Laboratoire commun ST-IEMN Pascal Ancey : plus de vingt ans de collaboration dans le domaine de la microélectronique et de la photonique

Innovation

Inauguré en 2003, le laboratoire commun associe la société STMicroelectronics, un des leaders mondiaux de la production de semiconducteurs, à l’Institut d’Électronique, de Microélectronique et de Nanotechnologie. Le 11 juin 2025, il a été renouvelé pour cinq ans par les partenaires au cours d’une signature sur le stand du CNRS à Vivatech.

Vingt ans d’excellence académique et industrielle


Emmanuel Dubois, directeur de recherche au CNRS, responsable du groupe Silicon Microelectronics et co-directeur du laboratoire commun revient sur l’origine de la collaboration : « au début des années 2000, le secteur se trouvait dans une période d’incertitude technologique et devait faire face à des défis complexes en ce qui concerne la miniaturisation : c’était la fin du ‘happy scaling’ et il ne “suffisait” plus de réduire les dimensions pour atteindre les gains en performance et densité d’intégration que prophétisait la loi de Moore. En tant que chercheurs, la période était excitante car elle permettait d’étudier des pistes non conventionnelles que l’on dénommait ‘boosters technologiques’. Nous avions à la fois une opportunité et une responsabilité incroyables, celles d’épauler la capacité d’innovation d’un fleuron industriel européen des semiconducteurs. » 

STMicroelectronics développait alors des technologies intégrées Silicium (de type CMOS et BiCMOS) mais aussi des systèmes MEMS (micro-electro-mechanical systems) et était intéressé par l’expertise de l’Institut d’Électronique, de Microélectronique et de Nanotechnologie1  sur ces sujets, ainsi que sur d’autres domaines liés comme l’élaboration de circuits innovants pour les communications mobiles (à l’époque pour la 3G). 

Vingt ans plus tard, le bilan du laboratoire commun est révélateur de son succès. Tout d’abord, 936 contributions scientifiques ont été diffusées dans des revues ou lors de conférences. Andreia Cathelin, directrice technique conception de circuits avancés, Technology R&D Fellow chez STMicroelectronics et co-directrice du laboratoire commun, souligne le soutien de STMicroelectronics à la publication, « un moyen de faire reconnaitre la valeur scientifique de l’entreprise et de communiquer sur l’innovation ».

Sur le plan industriel, 65 brevets prioritaires et 135 extensions de brevets ont été déposés. 

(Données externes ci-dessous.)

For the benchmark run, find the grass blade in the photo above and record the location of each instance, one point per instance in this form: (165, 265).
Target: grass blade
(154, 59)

Plus de 100 thèses ont été menées au sein du laboratoire commun. Un quart des docteurs formés poursuivent une carrière chez STMicroelectronics, et une dizaine a rejoint la recherche académique. 90% d’entre eux travaillent toujours dans le domaine des semiconducteurs. Le doctorat, un axe important de formation par et pour la recherche et l’innovation, pour un secteur qui a de forts besoins en expertise. 

Enfin, le laboratoire commun a fait preuve de son efficacité dans la recherche de financements. Il a été lauréat de plus de 30 programmes nationaux et européens, mettant en œuvre de nombreux partenariats avec d’autres structures au sein de l’écosystème qu’il contribue à dynamiser. 

Une collaboration scientifique et humaine


Outre ces résultats, Andreia Cathelin explique la longévité du laboratoire commun par les affinités qui associent les équipes côté IEMN et STMicroelectronics. « Le site R&D de STMicroelectronics à Crolles a été moteur au lancement du projet, notamment parce que de nombreux collaborateurs – dont je fais partie – avaient réalisé leur thèse à l’IEMN. Il était donc important de continuer à travailler avec des experts que nous connaissions. Depuis, d’autres divisions de l’entreprise, y compris produit, se sont greffées au laboratoire commun, avec la même proximité de pensée et confiance mutuelle », salue-t-elle. 

Emmanuel Dubois partage cet avis, et note une coopération fluide malgré la distance géographique (l’IEMN se situe à Villeneuve-d’Asq, à quelques kilomètres de Lille, et les équipes R&D de STMicroelectronics en région grenobloise). 

Chaque année, un workshop regroupe doctorants, postdoctorants, étudiants et collaborateurs de STMicroelectronics à Crolles, afin de diffuser les recherches du laboratoire commun au sein de tous les groupes de STMicroelectronics et également de rapprocher les étudiants et le monde de l’entreprise. 

Ce lien humain est sensible dans le nom du laboratoire, renommé Pascal Ancey d’après son premier directeur. Décédé en 2013, Pascal Ancey était membre de STMicroelectronics et chercheur de renommée mondiale dans le domaine des systèmes MEMS.  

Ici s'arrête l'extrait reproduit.